13,631,844 members
Article
alternative version

#### Stats

13.7K views
1 bookmarked
Posted 30 Mar 2012
Licenced CPOL

# Multiprocessor Scheduling Using Partition Approximation

, 30 Mar 2012
This article describes a technique where an approximation for the partition scheduling problem can be generalized to approximate scheduling for multiprocessor machines where the number of processors is a power of two

## Introduction

The partition scheduling problem asks that given a set S of integer values representing process running times, can the set be subdivided into two subsets S' and S'' such that the sum of all process running times in set S' is equal to the sum of all process running times in set S''. Thus, the total sum of process running times in either subset is equivalent to a bound B where B is exactly half of the total cost of all process running times in set S. This problem is a known NP-Complete problem and can be proven via a reduction from three dimensional matching [1].

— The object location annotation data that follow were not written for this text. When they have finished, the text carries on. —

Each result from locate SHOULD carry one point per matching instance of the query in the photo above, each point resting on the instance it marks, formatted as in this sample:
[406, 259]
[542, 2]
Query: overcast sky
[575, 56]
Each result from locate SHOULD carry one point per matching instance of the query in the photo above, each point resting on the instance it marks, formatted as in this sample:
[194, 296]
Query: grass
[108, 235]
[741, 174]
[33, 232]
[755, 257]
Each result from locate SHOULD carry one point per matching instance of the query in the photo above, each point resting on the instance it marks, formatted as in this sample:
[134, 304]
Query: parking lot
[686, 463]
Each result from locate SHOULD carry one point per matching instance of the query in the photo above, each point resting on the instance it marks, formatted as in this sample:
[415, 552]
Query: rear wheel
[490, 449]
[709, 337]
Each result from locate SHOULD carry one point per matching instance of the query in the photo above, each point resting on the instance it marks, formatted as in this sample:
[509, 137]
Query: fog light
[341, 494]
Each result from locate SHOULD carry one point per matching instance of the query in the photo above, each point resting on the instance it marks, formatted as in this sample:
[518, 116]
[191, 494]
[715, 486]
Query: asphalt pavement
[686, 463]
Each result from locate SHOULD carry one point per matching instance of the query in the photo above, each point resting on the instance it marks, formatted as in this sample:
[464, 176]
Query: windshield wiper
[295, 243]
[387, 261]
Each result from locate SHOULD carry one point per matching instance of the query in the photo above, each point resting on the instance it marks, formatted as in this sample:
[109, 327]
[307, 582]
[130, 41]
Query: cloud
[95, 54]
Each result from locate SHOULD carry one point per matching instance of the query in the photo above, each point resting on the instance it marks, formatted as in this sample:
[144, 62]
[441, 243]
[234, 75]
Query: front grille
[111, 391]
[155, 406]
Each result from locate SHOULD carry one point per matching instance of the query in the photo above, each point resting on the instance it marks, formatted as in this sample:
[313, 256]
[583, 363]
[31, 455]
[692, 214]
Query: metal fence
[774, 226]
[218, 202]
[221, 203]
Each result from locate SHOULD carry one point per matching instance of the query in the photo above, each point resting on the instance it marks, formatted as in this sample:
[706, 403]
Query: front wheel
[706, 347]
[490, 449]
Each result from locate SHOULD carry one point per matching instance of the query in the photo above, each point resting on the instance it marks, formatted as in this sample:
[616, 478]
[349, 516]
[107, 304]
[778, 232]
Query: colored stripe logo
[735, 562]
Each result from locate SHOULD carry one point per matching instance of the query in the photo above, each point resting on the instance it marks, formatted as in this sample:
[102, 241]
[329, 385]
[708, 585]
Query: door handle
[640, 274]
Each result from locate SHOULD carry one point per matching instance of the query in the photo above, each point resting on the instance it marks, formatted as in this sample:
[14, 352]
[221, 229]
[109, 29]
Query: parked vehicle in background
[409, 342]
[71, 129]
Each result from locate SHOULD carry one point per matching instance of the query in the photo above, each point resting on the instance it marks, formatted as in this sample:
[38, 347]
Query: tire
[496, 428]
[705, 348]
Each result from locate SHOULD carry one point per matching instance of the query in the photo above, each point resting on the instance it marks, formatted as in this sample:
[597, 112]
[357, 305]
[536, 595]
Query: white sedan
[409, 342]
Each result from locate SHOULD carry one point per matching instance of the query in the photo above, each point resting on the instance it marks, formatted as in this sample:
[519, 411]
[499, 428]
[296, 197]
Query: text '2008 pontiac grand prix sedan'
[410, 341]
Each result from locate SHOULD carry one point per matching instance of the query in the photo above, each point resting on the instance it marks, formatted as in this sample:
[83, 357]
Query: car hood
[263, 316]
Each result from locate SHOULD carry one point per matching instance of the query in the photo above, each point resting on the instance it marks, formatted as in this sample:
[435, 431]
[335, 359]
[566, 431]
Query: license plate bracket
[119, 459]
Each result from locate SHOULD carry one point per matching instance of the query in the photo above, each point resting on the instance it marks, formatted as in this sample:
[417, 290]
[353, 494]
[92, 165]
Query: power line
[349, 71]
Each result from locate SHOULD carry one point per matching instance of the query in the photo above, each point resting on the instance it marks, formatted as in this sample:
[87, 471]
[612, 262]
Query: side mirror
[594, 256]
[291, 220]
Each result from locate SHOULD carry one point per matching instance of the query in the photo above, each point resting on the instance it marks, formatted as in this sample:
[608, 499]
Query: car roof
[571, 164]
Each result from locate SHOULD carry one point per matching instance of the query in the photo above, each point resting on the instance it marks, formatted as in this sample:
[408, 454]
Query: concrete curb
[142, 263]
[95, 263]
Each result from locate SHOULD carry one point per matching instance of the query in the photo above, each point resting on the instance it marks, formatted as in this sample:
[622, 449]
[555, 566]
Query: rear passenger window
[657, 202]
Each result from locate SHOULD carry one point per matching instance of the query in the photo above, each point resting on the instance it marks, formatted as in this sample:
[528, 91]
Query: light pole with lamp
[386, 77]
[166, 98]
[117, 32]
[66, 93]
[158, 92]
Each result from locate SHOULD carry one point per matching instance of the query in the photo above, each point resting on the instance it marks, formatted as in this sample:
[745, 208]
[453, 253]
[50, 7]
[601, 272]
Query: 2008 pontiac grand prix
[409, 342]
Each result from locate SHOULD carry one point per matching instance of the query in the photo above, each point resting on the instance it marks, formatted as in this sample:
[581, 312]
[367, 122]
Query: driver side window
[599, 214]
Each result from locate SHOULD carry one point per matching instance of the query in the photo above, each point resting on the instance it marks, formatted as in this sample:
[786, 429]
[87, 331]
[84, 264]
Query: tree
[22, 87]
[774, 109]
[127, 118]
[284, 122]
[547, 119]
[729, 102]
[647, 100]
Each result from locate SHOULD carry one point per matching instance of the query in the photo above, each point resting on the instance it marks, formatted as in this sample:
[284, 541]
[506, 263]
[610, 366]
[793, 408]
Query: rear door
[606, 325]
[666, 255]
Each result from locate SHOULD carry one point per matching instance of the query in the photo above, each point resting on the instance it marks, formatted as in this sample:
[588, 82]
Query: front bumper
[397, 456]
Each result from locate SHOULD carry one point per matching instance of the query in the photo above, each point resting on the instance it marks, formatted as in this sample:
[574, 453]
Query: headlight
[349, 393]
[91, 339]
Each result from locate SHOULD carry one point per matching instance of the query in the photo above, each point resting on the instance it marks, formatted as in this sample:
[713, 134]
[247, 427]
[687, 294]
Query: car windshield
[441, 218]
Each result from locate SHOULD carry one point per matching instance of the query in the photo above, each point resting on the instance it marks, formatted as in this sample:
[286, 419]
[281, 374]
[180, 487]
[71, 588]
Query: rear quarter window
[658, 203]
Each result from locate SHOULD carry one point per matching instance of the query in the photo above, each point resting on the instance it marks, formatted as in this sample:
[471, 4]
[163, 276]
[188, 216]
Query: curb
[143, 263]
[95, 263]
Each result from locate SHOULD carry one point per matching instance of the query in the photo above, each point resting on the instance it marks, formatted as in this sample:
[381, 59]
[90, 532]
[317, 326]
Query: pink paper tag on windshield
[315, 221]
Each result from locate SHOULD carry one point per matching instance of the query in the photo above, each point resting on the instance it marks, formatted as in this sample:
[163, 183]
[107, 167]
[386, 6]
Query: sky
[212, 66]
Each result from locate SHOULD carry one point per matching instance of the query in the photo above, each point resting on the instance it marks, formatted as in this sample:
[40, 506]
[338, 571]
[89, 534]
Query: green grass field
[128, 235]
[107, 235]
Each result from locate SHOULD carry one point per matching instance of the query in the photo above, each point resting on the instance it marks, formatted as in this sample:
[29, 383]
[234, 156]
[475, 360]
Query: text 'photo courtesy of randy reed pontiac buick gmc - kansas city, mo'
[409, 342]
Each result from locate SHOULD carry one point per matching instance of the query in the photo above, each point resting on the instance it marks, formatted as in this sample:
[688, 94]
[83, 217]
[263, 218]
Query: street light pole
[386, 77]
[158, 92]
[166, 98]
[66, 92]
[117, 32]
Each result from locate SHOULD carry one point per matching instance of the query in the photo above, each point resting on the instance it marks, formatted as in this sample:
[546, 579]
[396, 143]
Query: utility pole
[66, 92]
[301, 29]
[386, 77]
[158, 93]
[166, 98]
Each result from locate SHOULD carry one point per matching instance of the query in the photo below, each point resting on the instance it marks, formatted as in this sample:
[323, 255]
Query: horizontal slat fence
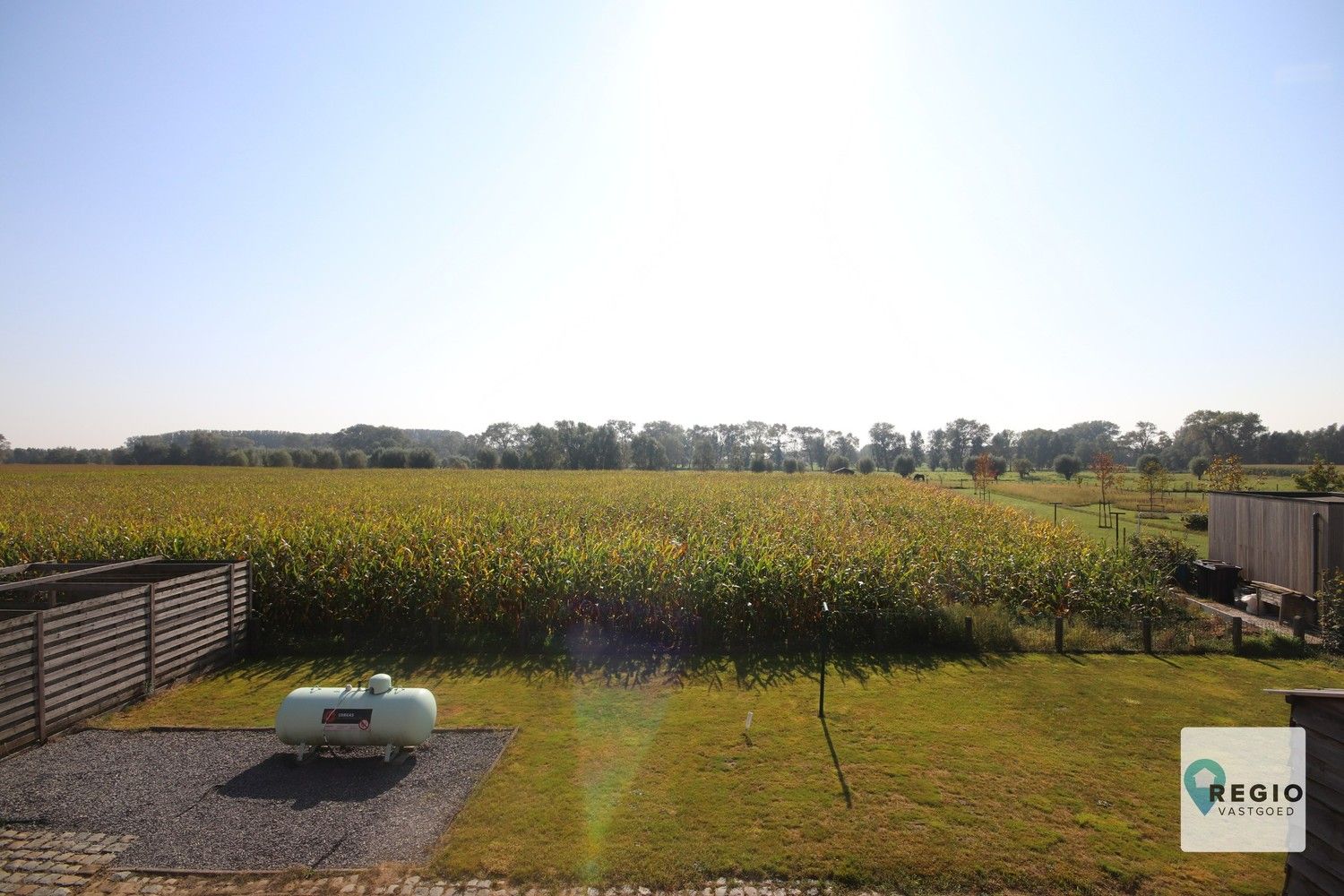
[66, 657]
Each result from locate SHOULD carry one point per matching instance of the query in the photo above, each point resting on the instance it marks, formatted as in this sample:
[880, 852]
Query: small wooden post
[228, 614]
[39, 673]
[822, 692]
[150, 638]
[247, 630]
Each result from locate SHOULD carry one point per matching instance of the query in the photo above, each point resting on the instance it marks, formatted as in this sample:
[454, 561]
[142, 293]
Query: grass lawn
[1038, 772]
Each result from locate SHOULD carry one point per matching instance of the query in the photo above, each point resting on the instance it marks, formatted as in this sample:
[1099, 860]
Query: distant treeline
[734, 446]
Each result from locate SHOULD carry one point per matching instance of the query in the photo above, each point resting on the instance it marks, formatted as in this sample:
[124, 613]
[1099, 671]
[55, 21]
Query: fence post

NP-Complete problems to date, do not have any polynomial time algorithm that can solve them [1]. It is conjectured that such problems may not have a polynomial time solution. However, approximation algorithms have been developed to deal with many NP-Complete problems. Approximation algorithms are algorithms which do not solve the NP-Complete problem optimally in all cases, and trade accuracy for performance. Not all NP-Complete problems can be approximated [1]; however, the partition scheduling problem has several. This article describes a technique where an approximation for the partition scheduling problem can be generalized to approximate scheduling for multiprocessor machines where the number of processors is a power of two, i.e., 2, 4, 8, 16, and so on.

## Background

The partition scheduling problem may be approximated using the following heuristic:

heuristic1:

sort input values in descending order
select values from the largest element down to the smallest element
assign the value to the processor that has the least load
continue until all elements are assigned

Thus, a processor will get its next assignment if it has the lowest work load and that such a schedule is a greedy schedule in that it tries to select the best and most favorable condition at every iteration. This schedule will produce a good approximation for the problem. In the two processor case, the greedy approximation yields a 4/3 * OPT schedule [2].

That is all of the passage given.